I started studying Wing Chun Kung Fu in Hong Kong back in the early '80's under the Peter Chan lineage. I drifted from the practice on and off throughout the years (with a complete absence during the Marine Corps years) but wherever I moved/lived I attempted to find a Wing Chun school, most of the time I was successful in varying degrees. The most recent lineage that I studied under was Wing Tsun Kung Fu (Grand Master Leung Ting).
Although the two styles share they same base form-system and heart, they are very different in delivery, practice and social structure. Wing Chun has no belt or hierarchy other than what the Sifu sees fit (exemplified in the school lineup), Wing Tsun splits the general population into 2 groups, "White Shirts" and "Black Shirts", the latter being the Senior of the two.
How are these aspects in Ving Chun?
There is a great deal of suppressed contention (and even open hostility at times) that exists between the two lineages (
)... but imho that may very well stem from the original reason for the split: A conflict in direction based on personality and ego, and the power-vacuum that was created by Yip Man's death (at least that is my understanding). It has been frustrating as all I wanted to do was fight (not in anger). I didn't care who insulted who, who was "better", what tiny aspect as "more efficient"... I just wanted to fight.
I have also studied Tai Chi (part and parcel for many Wing Chun schools), Chi Na (Shaolin Art of seize and control, for those interested), Kajukenbo (a Hawaiian art sometimes known as, "The Dirty Art of Street fighting"), Escrima and Muay Thai, as well as a spattering of other arts.

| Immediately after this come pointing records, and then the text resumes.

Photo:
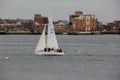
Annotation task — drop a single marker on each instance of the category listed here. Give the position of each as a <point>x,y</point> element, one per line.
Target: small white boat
<point>47,44</point>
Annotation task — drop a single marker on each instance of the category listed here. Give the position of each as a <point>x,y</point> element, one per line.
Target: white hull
<point>51,53</point>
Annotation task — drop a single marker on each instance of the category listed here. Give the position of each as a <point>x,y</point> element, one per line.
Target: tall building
<point>39,22</point>
<point>83,22</point>
<point>86,22</point>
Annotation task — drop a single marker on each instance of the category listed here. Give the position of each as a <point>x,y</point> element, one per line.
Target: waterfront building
<point>83,22</point>
<point>86,22</point>
<point>39,22</point>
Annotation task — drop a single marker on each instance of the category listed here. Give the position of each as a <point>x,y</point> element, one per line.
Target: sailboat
<point>47,44</point>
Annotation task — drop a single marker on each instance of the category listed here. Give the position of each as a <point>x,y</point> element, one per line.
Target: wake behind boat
<point>48,45</point>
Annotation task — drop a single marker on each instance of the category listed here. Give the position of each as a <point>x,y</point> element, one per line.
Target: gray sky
<point>105,10</point>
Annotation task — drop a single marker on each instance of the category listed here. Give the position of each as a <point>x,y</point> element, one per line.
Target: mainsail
<point>51,38</point>
<point>42,41</point>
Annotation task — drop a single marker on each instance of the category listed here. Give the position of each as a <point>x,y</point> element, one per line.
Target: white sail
<point>42,42</point>
<point>51,38</point>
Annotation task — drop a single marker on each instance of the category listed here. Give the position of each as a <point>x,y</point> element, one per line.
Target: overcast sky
<point>104,10</point>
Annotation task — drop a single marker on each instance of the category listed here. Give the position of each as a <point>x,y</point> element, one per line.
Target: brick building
<point>83,22</point>
<point>39,21</point>
<point>86,22</point>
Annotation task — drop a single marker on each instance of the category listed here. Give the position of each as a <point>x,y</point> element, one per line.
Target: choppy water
<point>88,57</point>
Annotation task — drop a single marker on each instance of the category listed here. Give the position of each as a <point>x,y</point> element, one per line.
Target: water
<point>88,57</point>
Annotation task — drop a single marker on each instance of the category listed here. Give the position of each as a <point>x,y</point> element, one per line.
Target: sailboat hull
<point>49,53</point>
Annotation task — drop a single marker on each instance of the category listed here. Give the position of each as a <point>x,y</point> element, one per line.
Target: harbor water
<point>87,57</point>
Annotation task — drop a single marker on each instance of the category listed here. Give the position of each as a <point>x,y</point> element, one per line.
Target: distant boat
<point>47,44</point>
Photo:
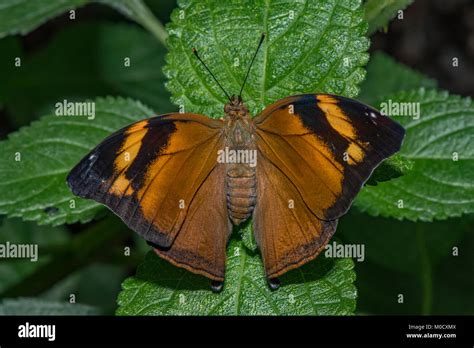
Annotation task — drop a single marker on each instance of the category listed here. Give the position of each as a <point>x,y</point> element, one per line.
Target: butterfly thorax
<point>241,161</point>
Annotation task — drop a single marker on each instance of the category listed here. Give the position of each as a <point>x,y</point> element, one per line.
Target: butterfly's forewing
<point>327,146</point>
<point>315,153</point>
<point>149,174</point>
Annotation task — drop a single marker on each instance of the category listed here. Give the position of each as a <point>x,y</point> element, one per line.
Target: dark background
<point>430,35</point>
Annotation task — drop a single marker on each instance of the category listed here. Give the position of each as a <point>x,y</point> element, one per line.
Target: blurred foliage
<point>85,59</point>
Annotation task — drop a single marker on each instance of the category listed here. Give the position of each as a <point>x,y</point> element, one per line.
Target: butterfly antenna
<point>251,63</point>
<point>210,72</point>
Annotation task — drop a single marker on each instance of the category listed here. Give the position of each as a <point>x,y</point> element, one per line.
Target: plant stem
<point>426,277</point>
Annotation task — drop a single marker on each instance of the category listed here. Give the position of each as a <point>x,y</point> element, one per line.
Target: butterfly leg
<point>274,283</point>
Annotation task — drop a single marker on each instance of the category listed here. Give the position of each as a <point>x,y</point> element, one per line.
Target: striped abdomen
<point>241,191</point>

I competed in various venues and levels for a little over a decade from full-contact to foms-only, but was informed about 2~3 years ago that it was time to stop. The cartilage in my shoulders is worn and the soft-tissue damage to my neck is a constant source of discomfort and pain.... c'est la vie. It was difficult to accept, so difficult that I went to a specialist in Europe when I was there. I made no comment as to my past to see what the diagnosis and prognosis would be. Inevitable the question was presented: "What have you done to wear the cartilage in your shoulders so much?". In the end, the same advice was given to me by as it was by Doctors in America. Time to stop
So these days I practice the 3 Wing Chun forms (I never mastered Biu Gee), do calisthenics, hike, stretch, and hammer away on my mook... that is the limit of my exposure.

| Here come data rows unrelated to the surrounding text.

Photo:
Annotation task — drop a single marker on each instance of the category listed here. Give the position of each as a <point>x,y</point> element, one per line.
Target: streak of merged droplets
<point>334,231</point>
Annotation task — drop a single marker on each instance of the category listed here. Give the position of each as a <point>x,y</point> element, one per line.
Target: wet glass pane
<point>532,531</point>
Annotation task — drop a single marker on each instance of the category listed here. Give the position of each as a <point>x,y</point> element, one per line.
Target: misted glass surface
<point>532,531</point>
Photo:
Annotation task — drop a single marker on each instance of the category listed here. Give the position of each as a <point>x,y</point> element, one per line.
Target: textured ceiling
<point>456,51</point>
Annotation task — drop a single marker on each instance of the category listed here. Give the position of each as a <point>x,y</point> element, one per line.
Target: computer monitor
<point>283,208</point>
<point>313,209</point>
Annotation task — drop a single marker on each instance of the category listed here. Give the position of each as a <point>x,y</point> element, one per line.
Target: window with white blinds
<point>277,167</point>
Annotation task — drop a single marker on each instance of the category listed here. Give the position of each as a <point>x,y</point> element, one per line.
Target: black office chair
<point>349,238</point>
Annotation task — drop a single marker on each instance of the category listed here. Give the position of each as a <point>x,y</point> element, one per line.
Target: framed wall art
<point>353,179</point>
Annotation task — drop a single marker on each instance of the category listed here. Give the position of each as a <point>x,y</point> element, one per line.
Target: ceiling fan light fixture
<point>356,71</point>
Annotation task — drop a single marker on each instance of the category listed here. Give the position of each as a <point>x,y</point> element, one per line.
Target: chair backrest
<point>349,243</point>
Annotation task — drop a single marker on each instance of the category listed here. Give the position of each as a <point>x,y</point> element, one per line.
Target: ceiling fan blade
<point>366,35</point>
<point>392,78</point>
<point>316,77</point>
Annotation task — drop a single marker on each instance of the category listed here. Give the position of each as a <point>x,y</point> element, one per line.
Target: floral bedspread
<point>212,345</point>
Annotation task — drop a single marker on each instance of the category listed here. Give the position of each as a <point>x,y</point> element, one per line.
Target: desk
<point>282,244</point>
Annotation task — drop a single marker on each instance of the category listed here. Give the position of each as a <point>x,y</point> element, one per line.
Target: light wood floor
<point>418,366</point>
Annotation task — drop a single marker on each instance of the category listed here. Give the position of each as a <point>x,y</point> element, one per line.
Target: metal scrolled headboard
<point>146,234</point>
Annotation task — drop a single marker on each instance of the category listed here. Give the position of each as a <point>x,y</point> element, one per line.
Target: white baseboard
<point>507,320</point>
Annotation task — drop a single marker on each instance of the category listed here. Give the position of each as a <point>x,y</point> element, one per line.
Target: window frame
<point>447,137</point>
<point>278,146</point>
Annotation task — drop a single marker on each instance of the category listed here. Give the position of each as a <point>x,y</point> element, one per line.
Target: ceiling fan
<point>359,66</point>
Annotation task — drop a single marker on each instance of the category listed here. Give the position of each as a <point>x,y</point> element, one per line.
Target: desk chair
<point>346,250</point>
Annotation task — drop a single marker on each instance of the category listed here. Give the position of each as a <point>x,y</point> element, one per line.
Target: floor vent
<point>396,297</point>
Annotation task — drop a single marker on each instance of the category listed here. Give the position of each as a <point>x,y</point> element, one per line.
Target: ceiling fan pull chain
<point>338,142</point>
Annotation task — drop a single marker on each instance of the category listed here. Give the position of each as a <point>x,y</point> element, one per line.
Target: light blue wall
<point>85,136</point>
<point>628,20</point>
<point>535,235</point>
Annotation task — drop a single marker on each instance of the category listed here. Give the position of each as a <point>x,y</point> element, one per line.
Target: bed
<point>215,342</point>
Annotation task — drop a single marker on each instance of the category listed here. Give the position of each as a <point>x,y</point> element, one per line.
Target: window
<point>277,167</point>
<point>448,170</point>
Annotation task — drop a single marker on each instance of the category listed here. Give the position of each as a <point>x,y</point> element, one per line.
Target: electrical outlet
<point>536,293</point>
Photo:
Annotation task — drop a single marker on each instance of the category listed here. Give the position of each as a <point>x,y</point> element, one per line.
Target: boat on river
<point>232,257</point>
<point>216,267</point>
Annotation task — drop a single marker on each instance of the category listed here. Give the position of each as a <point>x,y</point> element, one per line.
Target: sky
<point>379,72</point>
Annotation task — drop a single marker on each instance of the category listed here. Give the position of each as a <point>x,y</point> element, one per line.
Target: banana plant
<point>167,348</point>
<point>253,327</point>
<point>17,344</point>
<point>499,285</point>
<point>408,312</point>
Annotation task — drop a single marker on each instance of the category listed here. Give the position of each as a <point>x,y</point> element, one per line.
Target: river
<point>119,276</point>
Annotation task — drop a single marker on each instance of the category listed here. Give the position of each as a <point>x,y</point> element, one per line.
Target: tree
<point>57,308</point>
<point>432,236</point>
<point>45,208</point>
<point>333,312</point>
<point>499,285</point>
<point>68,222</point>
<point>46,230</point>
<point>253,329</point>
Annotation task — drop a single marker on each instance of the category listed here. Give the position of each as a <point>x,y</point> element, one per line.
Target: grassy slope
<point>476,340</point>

As for the stance... you have a keen eye. Indeed, Yip Man was the foundation from which everything else was built on, and my Mook training throughout the years follows his... erm... "dainty" approach to footwork. I use the word "dainty" as I'm not sure what else fits.
And you? Do you still go to school? Do you still train regularly? Do you find that studying the Martial Arts is as much internal (mind) as it is external (body)?
Anyone else care to share their experiences?